Plusieurs ministres est-africains en charge des affaires régionales ont vanté les avantages de la Voie ferrée à écartement standard (SGR) construite au Kenya par la Chine. Un projet parmi d’autre qui ont convaincus les pays d’Afrique de l’ouest de développer leurs voies ferrées.

Lors du 14ème Sommet des Projets d’intégration du Couloir Nord, les ministres ont affirmé que cette nouvelle voie ferrée permet de réduire le coût du commerce dans la région, devenant le symbole des transformations économique, sociale et environnementale qu’un investissement de ce type peut apporter.

Le Couloir Nord est une route commerciale multimodale, qui relie les pays sans accès à la mer de la région des Grands Lacs au port maritime kényan de Mombasa. Cette nouvelle ligne, œuvre de la China Road and Bridge Corporation (CRBC), est un exploit technique, avec ses 472 kilomètres, avec 9 stations et 98 ponts édifiés en trois ans.

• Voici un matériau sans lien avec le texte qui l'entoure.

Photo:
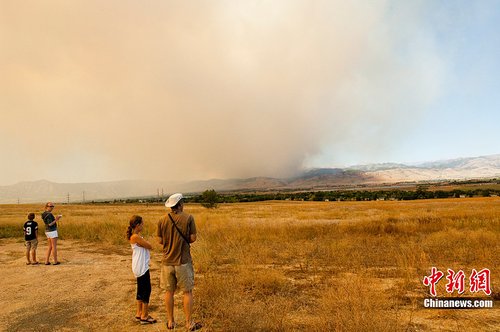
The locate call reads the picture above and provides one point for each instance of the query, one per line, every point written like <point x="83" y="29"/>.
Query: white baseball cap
<point x="173" y="200"/>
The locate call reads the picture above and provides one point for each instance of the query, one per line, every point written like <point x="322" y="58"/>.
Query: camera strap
<point x="178" y="230"/>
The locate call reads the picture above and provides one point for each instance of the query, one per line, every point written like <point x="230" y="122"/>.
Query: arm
<point x="140" y="241"/>
<point x="159" y="233"/>
<point x="192" y="229"/>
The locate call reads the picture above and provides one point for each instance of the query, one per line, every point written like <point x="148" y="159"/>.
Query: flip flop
<point x="195" y="326"/>
<point x="149" y="320"/>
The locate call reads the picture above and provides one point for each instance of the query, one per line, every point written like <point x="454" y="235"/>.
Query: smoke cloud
<point x="178" y="90"/>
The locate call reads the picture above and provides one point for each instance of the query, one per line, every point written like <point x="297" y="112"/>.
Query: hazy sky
<point x="109" y="90"/>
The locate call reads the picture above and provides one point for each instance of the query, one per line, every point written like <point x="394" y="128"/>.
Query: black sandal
<point x="149" y="320"/>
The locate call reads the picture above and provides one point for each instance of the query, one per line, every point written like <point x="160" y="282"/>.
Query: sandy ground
<point x="92" y="290"/>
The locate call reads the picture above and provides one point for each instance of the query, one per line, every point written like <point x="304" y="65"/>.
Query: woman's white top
<point x="140" y="260"/>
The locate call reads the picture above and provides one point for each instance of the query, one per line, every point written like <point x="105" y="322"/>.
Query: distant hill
<point x="314" y="179"/>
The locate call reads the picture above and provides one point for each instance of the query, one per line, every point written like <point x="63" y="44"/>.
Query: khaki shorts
<point x="31" y="244"/>
<point x="172" y="276"/>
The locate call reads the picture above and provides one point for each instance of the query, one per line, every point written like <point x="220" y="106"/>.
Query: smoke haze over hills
<point x="102" y="91"/>
<point x="315" y="179"/>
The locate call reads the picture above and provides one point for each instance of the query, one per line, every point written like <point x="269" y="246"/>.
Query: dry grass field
<point x="273" y="266"/>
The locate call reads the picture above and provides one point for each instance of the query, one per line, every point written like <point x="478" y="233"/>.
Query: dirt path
<point x="92" y="290"/>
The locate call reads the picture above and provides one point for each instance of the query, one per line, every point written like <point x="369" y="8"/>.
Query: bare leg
<point x="188" y="307"/>
<point x="54" y="250"/>
<point x="169" y="301"/>
<point x="49" y="250"/>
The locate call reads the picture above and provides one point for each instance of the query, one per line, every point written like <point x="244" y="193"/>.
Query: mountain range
<point x="314" y="179"/>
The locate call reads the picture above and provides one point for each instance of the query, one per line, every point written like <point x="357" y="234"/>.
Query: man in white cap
<point x="176" y="231"/>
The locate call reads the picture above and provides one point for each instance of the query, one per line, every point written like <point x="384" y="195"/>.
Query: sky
<point x="185" y="90"/>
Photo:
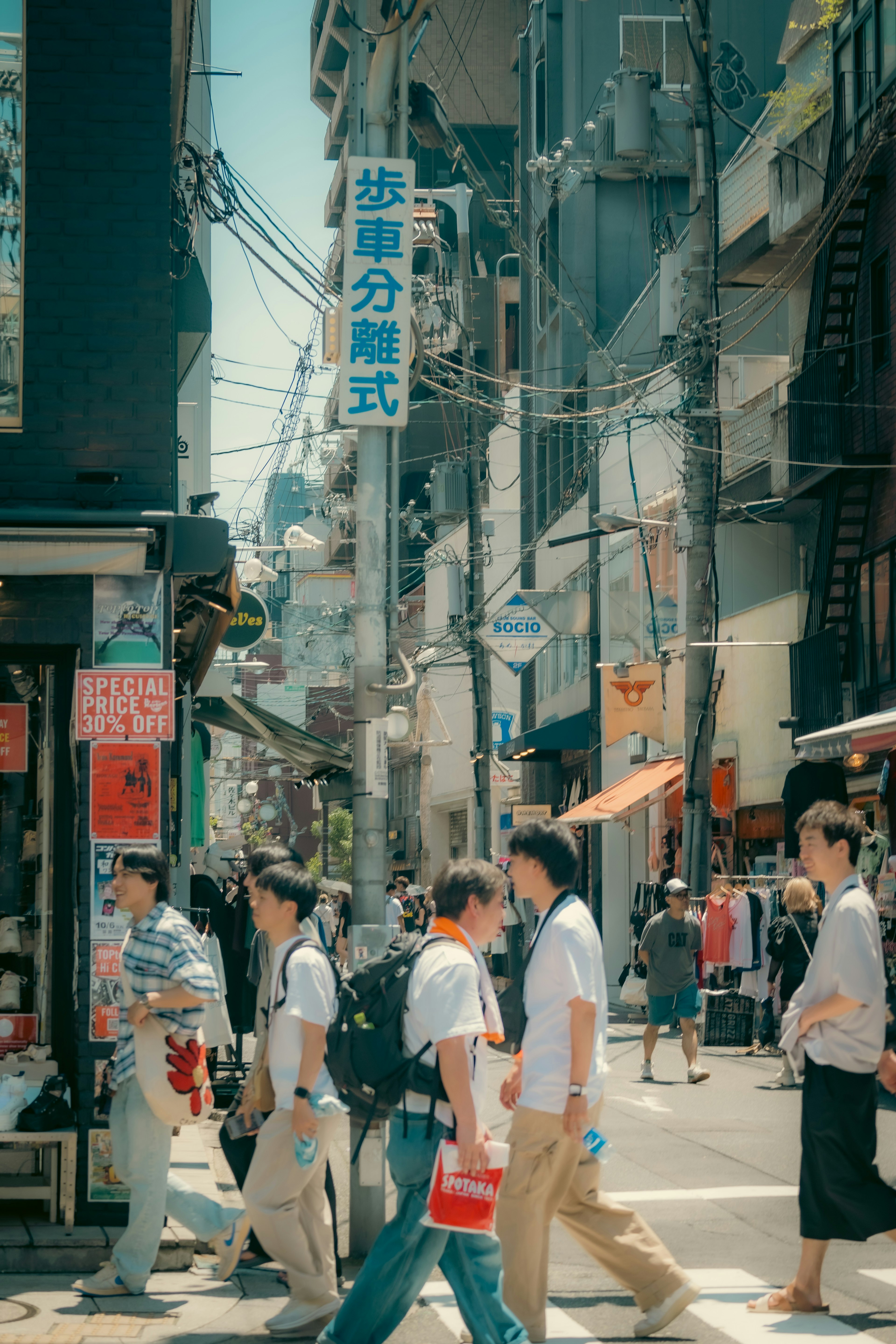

Le Standard Gauge Railway ou SGR (du nom de l’écartement standard des rails) avance à120 km/h, et pourra emmener 1 200 passagers en 4 heures seulement, depuis la capitale jusqu’à la côte.

Pour John Luk Jok, ministre des Transports et des Routes du Soudan du Sud, « au Kenya, nous avons vu une réussite bien réelle avec la SGR. Cela nous permet de mieux apprécier le potentiel des projets destinés à faciliter la circulation des personnes et des marchandises ».

L’amélioration du Couloir Nord progresse, mais la question financière du chantier « reste cependant un défi de taille », a souligné le ministre sud-soudanais. De son coté, Peter Munya, ministre kényan en charge de la Communauté d’Afrique de l’Est (EAC) et du Développement du Couloir Nord, a affirmé que la SGR a « permis de réduire les délais et les coûts de transport des marchandises, mais aussi de faire baisser la pression pesant sur les routes ».

Cette ligne ferroviaire va permettre aux producteurs d’installer des usines dans toutes les villes desservies par la voie ferrée, facilitant la décharge des matières premières ainsi que le chargement des produits finis.

La seconde phase de la construction de la SGR serait achevée en juin 2019, suscitant de nombreux espoirs. Sam Kutesa, ministre ougandais des Affaires étrangères, a appelé à plus d’efficacité dans la mise en place de projets économiques et commerciaux liés au Couloir Nord.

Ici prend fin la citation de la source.